A Public Health Lens on Rural Health

Paul C Erwin 1,, Wendy E Braund 1
PMCID: PMC7427250  PMID: 32783726

The call for articles for this AJPH special section on rural health began with these words: “Rural health in America is at a crossroads.” When that call was issued in late 2019, we had no idea how our world would change, and the impact of COVID-19 on the rural United States has caused a seismic shift, buckling that crossroad. COVID-19 aside, the crossroads still exist: predominately a declining and aging population, with a steadily eroding health infrastructure and shrinking economic base. For many, the road out is the only viable path. What vision of rural public health in the 21st century evokes the possibility of a reinvented and reinvigorated rural landscape?

CELEBRATE THE GOOD AND IDENTIFY DISPARITIES

Meit and Knudson (p. 1281) begin the special section by noting that the prevailing narrative about rural America is a dystopic one, often driven by the very attempts to identify opportunities to improve rural health by focusing on inequities. Their work instead sheds light on the good in rural America: pride of place, resilience, social cohesion, cross-sector engagement, and innovation. Ever present in assembling this special section was their appeal to create a better balance in the narrative about the rural United States while still providing new perspectives on rural disparities.

Probst et al. (p. 1325) focus on rural–urban mortality gaps in their examination of mortality differentials across geography, race, and ethnicity for 2013 through 2017. The rural Black population experienced the highest mortality from cardiovascular disease, cancer, and stroke, whereas rural American Indians/Alaska Natives experienced the highest unintentional injury mortality. The authors surmise that failing to consider race and ethnicity while investigating overall rural–urban health disparities risks leaving minority health disparities unaddressed.

Jensen et al. (p. 1328) provide additional perspectives on rural–urban disparities, focusing on depopulation and increasing diversity. Population loss attributable to youth out-migration leaves an older rural population, which will ultimately overwhelm the remaining, aging health workforce and infrastructure. They also call for future research on the impacts of climate change on rural population health and aging.

RURAL GOVERNMENTAL PUBLIC HEALTH

Beatty et al. (p. 1293) examine changes in local health department (LHD) funding sources between 2010 and 2016, finding that urban LHDs relied more on local funding, whereas rural LHDs depended more on state and federal funding. Rural LHDs generated more revenue from Medicare and Medicaid and tended to provide more clinical services. The authors call for greater consideration of community needs in response to the push for LHDs to divest from clinical services in favor of population health programs.

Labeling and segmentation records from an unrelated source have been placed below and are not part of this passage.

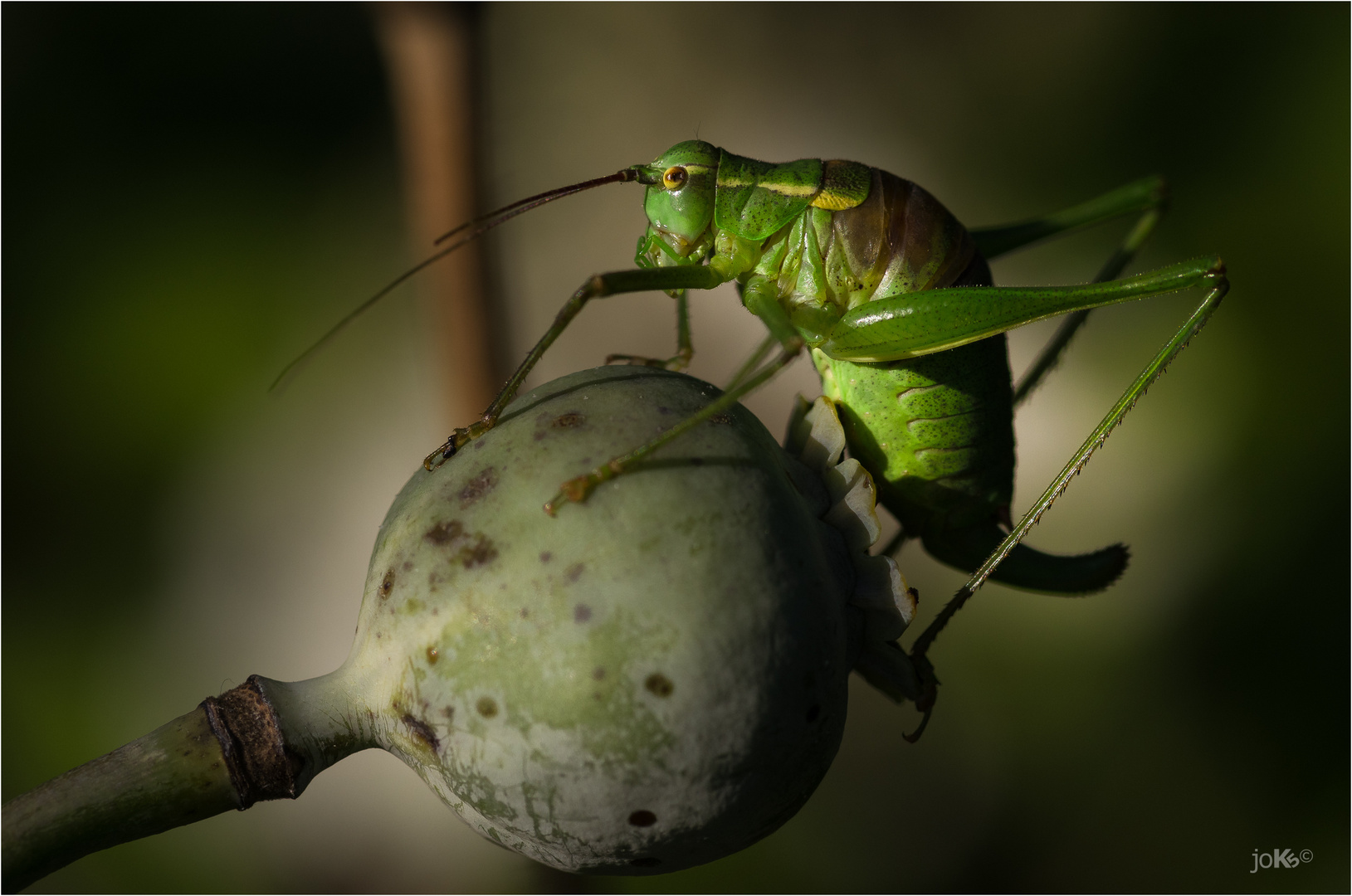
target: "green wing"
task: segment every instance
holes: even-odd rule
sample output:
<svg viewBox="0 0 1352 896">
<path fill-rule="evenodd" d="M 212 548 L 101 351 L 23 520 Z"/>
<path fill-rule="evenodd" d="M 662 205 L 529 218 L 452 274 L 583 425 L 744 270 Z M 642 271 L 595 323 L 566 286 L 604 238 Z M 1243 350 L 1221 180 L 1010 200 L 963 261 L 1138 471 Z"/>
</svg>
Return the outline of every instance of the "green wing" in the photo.
<svg viewBox="0 0 1352 896">
<path fill-rule="evenodd" d="M 758 162 L 721 150 L 714 223 L 744 239 L 765 239 L 807 208 L 822 189 L 822 159 Z"/>
</svg>

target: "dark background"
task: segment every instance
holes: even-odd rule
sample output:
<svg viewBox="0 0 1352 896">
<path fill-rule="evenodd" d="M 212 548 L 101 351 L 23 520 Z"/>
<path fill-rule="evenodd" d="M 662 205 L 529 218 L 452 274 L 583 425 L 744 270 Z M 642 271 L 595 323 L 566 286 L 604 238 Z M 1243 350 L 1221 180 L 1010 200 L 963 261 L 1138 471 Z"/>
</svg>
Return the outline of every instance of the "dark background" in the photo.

Leider et al. (p. 1283) go even further in their article on the expansion of rural–urban mortality disparities over the past 40 years, describing the national message regarding what LHDs “should do” as creating a “counterproductive stigma” associated with LHDs providing clinical services. Like Beatty et al., Leider et al. call for a consideration of individual community needs for determining services provided by LHDs. Both make the case that improving the rural governmental public health enterprise will improve rural health.

CHANGES IN HEALTH CARE SERVICES

Kozhimannil et al. (p. 1315) discuss whether US rural hospitals provide labor and delivery care. Their findings that fewer than half of all rural hospitals provide obstetric services are especially disturbing given the increasing number of hospital closures: since 2010, some 90 rural hospitals have closed and hundreds more are at risk for closure.1 State-level perinatal quality collaboratives2 and the Rural MOMS Act3—which provides funding to establish rural obstetric networks for improving outcomes in perinatal and maternal morbidity—are among the authors’ potential solutions for rural obstetric care.

Telemedicine broadly offers the possibility of expanded access to care for rural populations, and telemental health services, as described by Patel et al. (p. 1308), have the potential to decrease the significant rural–urban gap in providing mental health services. Between 2010 and 2017, telemental health use increased by 425% among rural Medicare beneficiaries diagnosed with schizophrenia or bipolar disorder, although the overall rural–urban difference in specialty care’s use of telemedicine did not change. Services could be expanded, the authors suggest, if Medicare allowed rural patients to receive telemedicine visits in their home.

Palma et al. (p. 1304) describe the University of Iowa’s Mobile Clinics as both a source of care for underserved populations—rural residents as well as immigrant and refugee populations in urban settings—and a service learning opportunity for health professions students. For almost 20 years, students have provided free health screenings, education, and basic services, grounded in core values of health equity, service, diversity, community, and integrity. Team-based care through a health equity lens affords them opportunities to address social determinants of health while gaining “exposure to lessons of cultural humility in the heartland” (p. 1305).

OPIOIDS AND RURAL HEALTH

DuPre et al. (p. 1332) describe an outbreak of hepatitis A in Kentucky associated with opioid use disorder. Their analysis revealed that despite disability, poverty, and low education, counties with more married adults, residential stability, and lower income inequality had lower hepatitis A rates. The authors suggest that considering such risk and protective factors can inform expanded recommendations for hepatitis A immunization programs, especially for communities hit hardest by the opioid epidemic.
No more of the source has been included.